Depuis quelques semaines, leur vie est devenue une autre vie, confinée, réduite à l’essentiel. Ils la vivent au plus près de leur famille, très loin de la surface de réparation ou du slot, leur habituel terrain de chasse, là où les guide leur instinct, là où l’obsession du but gouverne leurs actions. Le footballeur neuchâtelois a mis son compteur en mode pause et il ne se soucie guère de savoir s’il pourra encore nettoyer la lucarne ce printemps. Ou alors oui, «parce que rejouer, ça voudrait dire que le monde va mieux, qu’il a gagné son match contre le coronavirus», confie-t-il.
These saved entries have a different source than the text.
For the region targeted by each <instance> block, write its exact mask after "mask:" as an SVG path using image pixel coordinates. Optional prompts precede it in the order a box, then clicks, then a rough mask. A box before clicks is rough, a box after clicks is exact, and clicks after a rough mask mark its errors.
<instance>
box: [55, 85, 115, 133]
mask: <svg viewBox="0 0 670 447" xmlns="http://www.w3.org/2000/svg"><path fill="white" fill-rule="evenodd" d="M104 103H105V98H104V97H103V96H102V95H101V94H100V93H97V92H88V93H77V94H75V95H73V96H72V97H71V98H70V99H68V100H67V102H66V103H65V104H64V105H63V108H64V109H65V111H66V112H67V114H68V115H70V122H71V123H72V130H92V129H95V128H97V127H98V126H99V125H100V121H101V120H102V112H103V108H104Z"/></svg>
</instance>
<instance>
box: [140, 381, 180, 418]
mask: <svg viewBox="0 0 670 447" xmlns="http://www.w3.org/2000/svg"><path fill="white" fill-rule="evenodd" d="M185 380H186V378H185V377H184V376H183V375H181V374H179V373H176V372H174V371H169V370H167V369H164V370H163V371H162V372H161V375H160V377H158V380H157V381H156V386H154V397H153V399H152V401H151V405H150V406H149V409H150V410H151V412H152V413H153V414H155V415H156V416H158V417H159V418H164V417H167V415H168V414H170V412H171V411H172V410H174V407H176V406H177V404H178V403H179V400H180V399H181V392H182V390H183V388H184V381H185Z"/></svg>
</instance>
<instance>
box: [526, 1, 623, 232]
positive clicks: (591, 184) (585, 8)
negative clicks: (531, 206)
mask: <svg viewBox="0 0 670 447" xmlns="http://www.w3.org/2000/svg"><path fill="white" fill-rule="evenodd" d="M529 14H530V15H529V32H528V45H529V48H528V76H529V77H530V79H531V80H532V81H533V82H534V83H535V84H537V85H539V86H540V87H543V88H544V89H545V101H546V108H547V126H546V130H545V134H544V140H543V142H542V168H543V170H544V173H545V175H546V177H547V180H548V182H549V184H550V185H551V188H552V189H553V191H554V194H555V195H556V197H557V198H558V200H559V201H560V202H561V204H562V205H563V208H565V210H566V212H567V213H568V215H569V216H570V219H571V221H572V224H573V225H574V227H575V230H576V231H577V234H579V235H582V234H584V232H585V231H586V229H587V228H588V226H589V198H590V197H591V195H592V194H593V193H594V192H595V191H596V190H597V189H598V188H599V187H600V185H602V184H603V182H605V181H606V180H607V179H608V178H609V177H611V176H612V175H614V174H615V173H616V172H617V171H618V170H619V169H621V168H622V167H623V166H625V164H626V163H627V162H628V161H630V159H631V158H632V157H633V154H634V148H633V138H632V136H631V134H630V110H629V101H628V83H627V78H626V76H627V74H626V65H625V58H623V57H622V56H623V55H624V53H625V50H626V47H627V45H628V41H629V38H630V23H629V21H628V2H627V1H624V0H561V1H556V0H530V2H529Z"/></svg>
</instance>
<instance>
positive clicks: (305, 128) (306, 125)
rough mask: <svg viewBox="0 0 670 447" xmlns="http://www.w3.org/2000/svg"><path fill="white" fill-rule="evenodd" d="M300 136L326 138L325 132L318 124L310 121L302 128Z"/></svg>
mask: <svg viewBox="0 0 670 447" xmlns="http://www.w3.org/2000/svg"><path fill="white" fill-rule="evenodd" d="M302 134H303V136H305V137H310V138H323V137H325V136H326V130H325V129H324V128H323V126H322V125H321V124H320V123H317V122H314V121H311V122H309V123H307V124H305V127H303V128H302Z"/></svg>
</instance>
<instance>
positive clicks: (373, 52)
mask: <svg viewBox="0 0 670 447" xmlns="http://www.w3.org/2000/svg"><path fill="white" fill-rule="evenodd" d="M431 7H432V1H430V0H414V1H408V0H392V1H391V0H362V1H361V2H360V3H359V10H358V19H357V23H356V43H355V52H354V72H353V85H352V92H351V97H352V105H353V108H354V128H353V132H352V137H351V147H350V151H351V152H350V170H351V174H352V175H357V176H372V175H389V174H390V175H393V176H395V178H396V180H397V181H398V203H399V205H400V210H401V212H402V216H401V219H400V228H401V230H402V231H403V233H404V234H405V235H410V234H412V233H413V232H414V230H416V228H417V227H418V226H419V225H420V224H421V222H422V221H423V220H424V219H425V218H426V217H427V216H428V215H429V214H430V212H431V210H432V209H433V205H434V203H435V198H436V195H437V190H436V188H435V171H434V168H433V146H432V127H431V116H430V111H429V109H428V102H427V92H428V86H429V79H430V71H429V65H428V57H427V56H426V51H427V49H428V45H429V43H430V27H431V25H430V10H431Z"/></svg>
Pour Julien Sprunger, tout s’est arrêté d’un coup, aux portes des play-off, dans un silence de cathédrale. Fin de saison à huis clos. Cela fait déjà plus de cinq semaines et un match contre Rapperswil qu’il n’a plus allumé la petite lumière rouge. Et alors! C’est au cœur de l’hiver, bredouille durant treize parties, que le Fribourgeois avait clamé sa frustration. Le buteur en avait marre. Mais là il éprouve d’autres sentiments, poursuit un autre but. Protecteur, il s’occupe de ses enfants, joue au maître d’école avec le plus grand. «Par rapport à d’autres, qui doivent continuer de bosser et qui prennent le risque de s’exposer, j’ai de la chance», reconnaît-il. Et le hockey dans tout cela? «Ce qui me manque, c’est l’effort, la compagnie de mes coéquipiers», répond-il.

Du côté de la Maladière, Raphaël Nuzzolo a lui aussi la nostalgie du vestiaire, des discussions entre potes. Non, il ne joue pas au baby-foot pour soigner son sens du but. Ni à la PlayStation, comme d’autres footeux désœuvrés qui se défient en tournoi. «Je profite de cette pause forcée pour me reposer, pour me soucier de mes proches et prendre du recul. Et si cette crise nous permettait de réfléchir à un monde différent, à une société meilleure, plus solidaire, où le résultat et la victoire ne s’obtiennent pas à la vie à la mort», dit-il.

Le sage à crampons a 36 ans. Il ne sait pas encore s’il vit une étrange fin de carrière, sans le goût inoubliable d’un dernier but jubilatoire. «Je prendrai la décision en avril, mais la situation actuelle va peut-être changer la donne, confie-t-il. Un jour, Alexandre Rey m’a dit qu’avant de m’arrêter il faudrait que je profite de mes derniers ballons qui giclent au fond des filets. Ils déclenchent, paraît-il, un bruit, une explosion particulière, une intensité unique.» Raphaël Nuzzolo a encore envie de jouer. Après, quand le monde ira mieux.